MCT: methacholine challenge test.

b

Clinical improvement in response to anti-inflammatory medication.

Group membership (asthma-only vs. asthma-PD) was determined by administering the Anxiety Disorders Inter-view Schedule for DSM-IV, which is a semistructured diagnostic interview (29). Advanced graduate students, who received supervision from licensed clinical psychologists or psychiatrists, assessed PD and other psychiatric diseases for both groups using DSM-IV criteria. Asthma-PD patients were required to have an onset of PD at least 12 months prior to the testing session.

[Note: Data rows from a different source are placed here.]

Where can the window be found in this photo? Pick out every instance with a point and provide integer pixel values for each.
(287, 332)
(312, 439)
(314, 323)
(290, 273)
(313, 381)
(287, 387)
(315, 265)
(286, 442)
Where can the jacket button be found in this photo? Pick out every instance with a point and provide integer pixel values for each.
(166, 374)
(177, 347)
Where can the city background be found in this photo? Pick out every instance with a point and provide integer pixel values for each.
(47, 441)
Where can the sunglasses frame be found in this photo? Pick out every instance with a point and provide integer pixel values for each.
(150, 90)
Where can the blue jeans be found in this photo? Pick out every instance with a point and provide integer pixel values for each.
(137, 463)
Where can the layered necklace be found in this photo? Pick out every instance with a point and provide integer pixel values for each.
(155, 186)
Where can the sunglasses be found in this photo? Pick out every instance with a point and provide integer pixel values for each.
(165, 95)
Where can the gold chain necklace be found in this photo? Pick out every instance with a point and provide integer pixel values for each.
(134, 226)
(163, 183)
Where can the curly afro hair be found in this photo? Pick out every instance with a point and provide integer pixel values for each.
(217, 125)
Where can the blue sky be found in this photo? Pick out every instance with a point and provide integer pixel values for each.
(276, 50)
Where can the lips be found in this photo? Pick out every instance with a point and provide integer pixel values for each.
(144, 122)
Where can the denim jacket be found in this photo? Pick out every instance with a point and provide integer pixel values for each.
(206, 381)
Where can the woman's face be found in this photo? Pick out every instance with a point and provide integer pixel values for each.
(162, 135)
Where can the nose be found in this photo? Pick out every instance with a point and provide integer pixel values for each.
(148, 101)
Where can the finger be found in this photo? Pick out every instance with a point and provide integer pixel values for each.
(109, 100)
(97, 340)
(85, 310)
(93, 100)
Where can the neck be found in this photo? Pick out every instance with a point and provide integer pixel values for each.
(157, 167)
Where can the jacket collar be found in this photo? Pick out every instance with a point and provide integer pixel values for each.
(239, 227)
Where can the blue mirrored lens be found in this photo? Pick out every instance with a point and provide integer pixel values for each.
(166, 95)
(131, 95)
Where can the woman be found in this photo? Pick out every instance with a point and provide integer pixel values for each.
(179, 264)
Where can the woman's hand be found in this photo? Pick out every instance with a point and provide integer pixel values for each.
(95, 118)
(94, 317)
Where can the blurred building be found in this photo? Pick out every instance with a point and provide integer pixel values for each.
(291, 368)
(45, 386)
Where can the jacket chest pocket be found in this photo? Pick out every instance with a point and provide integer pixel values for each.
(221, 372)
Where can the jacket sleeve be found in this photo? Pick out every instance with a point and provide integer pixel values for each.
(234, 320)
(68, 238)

Exclusion criteria for both groups were 1) a history of emphysema or non-asthma respiratory disease, heart disease, stroke, neurological disorder, cancer, or organ transplant; 2) major depressive disorder that was clinician-rated as more severe than PD within the prior 12 months; 3) bipolar disorder, alcohol or substance dependence, or psychosis; 4) mental retardation; 5) inability to read English; and 6) pregnancy.

Procedure

Participants gave verbal and written informed consent. A single testing session was conducted in a laboratory and included spirometry and completion of questionnaires followed by clinical interviews. Bronchodilator responsiveness was assessed by spirometry in patients without a documented chart history of reversibility. Subjects received $25 for participation. The institutional review board of both institutions approved the study.

Measures

Health care use was assessed by a review of medical records from participants’ primary care providers and any asthma specialists visited during the past 12 months. The research staff was able to obtain all records. Chart review was conducted by one research assistant, who was blind to group membership (asthma-PD or asthma-only) and the study’s hypotheses. Progress notes that documented discussion of respiratory complaints (e.g., shortness of breath), decisions on asthma medications, or pulmonary function testing were coded as asthma visits. These three domains correspond to NHLBI recommendations concerning assessment of asthma severity (28). The primary measure of health care use was primary care office visits for asthma within the past 12 months. Secondary measures included tertiary care visits, emergency room (ER) visits, and hospitalizations for asthma.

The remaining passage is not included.